Pizza for dinner

I had a basket of figs. I wanted melted cheese. So for dinner last night: a sweet and savory pizza, plus a salad.

Using my mixer with the dough hook, I cranked out a batch of pizza dough. Go for the rapid-rise yeast, it’s fantastic for the procrastinating baker….although I don’t recommend it for breads or rolls. [A pizza dough recipe that’s become a standby is from A Year in a Vegetarian Kitchen, but any one that calls for olive oil should work fine.]

Covered the bowl with a clean towel…and then walked down the street to the grocery for fresh mozzarella, prosciutto, and salad greens. Ran into my old kitchen buddies on the way, who speak only Polish but somehow always manage to express both their love for me and their disappointment that I’m not pregnant.

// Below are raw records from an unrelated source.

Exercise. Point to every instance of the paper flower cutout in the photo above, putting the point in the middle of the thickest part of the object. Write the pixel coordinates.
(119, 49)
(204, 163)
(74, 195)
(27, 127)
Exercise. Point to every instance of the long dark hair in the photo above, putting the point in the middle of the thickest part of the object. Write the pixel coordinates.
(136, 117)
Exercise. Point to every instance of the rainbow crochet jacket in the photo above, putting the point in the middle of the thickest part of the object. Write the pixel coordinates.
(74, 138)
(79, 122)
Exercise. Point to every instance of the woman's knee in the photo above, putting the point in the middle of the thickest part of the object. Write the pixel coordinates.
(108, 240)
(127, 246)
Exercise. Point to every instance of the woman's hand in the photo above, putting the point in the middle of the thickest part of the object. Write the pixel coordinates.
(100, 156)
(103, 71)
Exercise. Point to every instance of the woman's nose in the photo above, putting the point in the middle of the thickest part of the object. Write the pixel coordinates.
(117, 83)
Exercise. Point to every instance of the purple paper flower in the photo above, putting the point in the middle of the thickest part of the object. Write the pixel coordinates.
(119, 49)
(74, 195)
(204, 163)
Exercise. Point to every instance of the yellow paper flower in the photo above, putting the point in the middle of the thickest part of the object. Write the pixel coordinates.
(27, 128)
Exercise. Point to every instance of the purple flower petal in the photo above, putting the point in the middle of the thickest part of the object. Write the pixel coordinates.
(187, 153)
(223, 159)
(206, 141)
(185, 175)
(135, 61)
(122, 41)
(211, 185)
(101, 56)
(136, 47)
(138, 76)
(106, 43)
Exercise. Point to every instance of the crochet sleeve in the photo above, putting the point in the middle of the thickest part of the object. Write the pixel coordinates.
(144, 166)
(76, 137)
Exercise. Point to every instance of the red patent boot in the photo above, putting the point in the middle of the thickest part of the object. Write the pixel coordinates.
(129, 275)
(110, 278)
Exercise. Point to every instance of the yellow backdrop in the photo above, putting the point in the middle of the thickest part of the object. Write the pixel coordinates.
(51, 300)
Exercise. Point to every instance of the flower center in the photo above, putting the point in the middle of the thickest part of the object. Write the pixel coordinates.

When I got home with the goods, the figs were delivered to a bath of balsamic vinegar, salt, pepper, and chopped basil. Cranked the oven to 450F. Rolled out half of the dough, which had ballooned during my short excursion. [The other half went into the freezer.] Brushed the crust with olive oil, sprinkled with sea salt, put into oven. [Use a pizza stone if you have one, and get it plenty hot beforehand. Or put a heavy baking sheet in the oven to hotten up. Which ever you use, sprinkle the surface with a little cornmeal…makes for a crisp crust bottom.] After the crust puffed a bit, I sprinkled on a handful of grated asiago to prevent the ingredients from sogging things up. When the crust had just begun to show signs of browning, it was time lay on the fresh mozzarella and the macerated figs. [I used the soaking liquid as the basis for our salad’s vinaigrette.]

After about 10 minutes of baking, the broiler took care of browning the bubbly cheese. A sprinkling of chopped parsley, a scattering of prosciutto, and we had a dyn-o-mite pizza to munch on while the Cubs lost to the Brewers.